For Times readers on Nov. 15, 1981, Ms. Sheraton caught the moods of open markets from Africa to Asia: “In Calcutta, graceful women in silken saris are colorful competition for the pyramided cones of earth-toned spices they sell in the markets. The Indian women provide a sharp contrast to the workmen in the Tsukiji wholesale fish market in Tokyo, who can be seen taking naps on the concrete platforms at 2 or 3 in the morning, curled up against giant sharks that look no less menacing for being dead. Vendors in the souks of Marrakesh, selling lemons, mint, coriander, grilled meat and nougat candy, look as if they had stepped out of biblical times.”

Ms. Sheraton often ate four meals a day, at venues ranging from pushcarts to palatial restaurants. But she usually chose little-known places with good food and dined with a few quickly recruited colleagues or friends. She paid for meals in cash. She never took notes in a restaurant but had a remarkable memory for flavors, aromas, service and ambience. After years of using a typewriter, she resisted computers for a time, dictating reviews by phone, as her civilized world turned digital.

Ms. Sheraton also reviewed foods served in schools, hospitals and prisons, and she consulted with those institutions to improve their menus.
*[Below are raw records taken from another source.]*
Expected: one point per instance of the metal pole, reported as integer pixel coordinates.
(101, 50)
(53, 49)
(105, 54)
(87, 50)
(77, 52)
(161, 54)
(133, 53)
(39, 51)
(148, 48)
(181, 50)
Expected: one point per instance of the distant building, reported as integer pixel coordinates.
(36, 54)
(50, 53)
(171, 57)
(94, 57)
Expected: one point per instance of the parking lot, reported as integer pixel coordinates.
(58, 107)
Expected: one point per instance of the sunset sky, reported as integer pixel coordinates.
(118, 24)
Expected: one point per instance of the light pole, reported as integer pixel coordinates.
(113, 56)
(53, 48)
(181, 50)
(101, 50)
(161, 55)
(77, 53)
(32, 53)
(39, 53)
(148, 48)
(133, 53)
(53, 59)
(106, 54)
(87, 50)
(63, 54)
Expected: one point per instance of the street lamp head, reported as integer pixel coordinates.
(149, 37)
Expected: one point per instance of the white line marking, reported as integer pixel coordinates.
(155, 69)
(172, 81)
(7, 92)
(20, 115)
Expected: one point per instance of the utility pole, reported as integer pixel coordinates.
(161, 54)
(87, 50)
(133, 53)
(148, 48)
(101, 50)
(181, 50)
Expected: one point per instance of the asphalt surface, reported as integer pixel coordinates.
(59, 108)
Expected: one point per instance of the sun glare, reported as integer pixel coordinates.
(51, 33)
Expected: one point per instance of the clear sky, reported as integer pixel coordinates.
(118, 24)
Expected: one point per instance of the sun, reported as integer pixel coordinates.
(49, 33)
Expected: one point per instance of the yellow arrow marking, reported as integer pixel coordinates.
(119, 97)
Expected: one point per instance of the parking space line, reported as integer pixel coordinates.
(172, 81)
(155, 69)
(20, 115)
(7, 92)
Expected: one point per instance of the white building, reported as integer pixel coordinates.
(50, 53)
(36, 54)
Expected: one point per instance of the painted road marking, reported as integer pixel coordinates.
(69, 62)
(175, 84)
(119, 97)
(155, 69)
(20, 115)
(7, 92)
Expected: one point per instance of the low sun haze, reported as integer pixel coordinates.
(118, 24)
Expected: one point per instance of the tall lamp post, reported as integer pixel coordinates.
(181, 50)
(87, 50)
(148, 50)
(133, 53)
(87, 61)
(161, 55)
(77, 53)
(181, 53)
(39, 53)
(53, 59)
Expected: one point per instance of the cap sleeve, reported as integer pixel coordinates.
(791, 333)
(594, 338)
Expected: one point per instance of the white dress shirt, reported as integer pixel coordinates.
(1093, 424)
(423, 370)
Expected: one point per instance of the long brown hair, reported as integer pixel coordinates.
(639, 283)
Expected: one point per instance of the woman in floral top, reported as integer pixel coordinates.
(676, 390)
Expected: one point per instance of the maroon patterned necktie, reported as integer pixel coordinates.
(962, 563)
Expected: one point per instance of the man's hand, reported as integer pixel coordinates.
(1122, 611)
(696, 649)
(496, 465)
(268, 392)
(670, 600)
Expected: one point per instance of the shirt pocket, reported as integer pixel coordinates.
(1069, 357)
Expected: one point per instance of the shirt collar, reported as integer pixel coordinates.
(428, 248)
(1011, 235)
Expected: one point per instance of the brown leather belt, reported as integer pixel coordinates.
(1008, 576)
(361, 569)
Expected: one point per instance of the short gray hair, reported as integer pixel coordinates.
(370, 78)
Her frequent trips abroad prompted her to write books and articles on the cuisines of Germany, France, Italy, China, Russia and Vietnam, and on markets and specialty foods.

For her book “The Bialy Eaters: The Story of a Bread and a Lost World” (2000), she scoured Europe, Israel and Argentina for authentic versions of the Jewish round breads sprinkled with onions and spices. She found they were no longer made in Bialystok, Poland, where the Nazis had burned to death 2,000 Jews in a synagogue in 1941. But among the diaspora of bakers, she found the best bialys on the Lower East Side of Manhattan.

She was born Miriam Solomon in Brooklyn on Feb. 10, 1926, one of two children of Joseph and Beatrice (Breit) Solomon. Her father sold produce in Manhattan, and her mother was an excellent cook. Their nonkosher Jewish family talked avidly of food and cooking. For Mimi and her brother, Arthur, summers meant Lundy’s seafood in Sheepshead Bay and Nathan’s Famous hot dogs in Coney Island. She graduated from Midwood High School in 1943 and from New York University in 1947.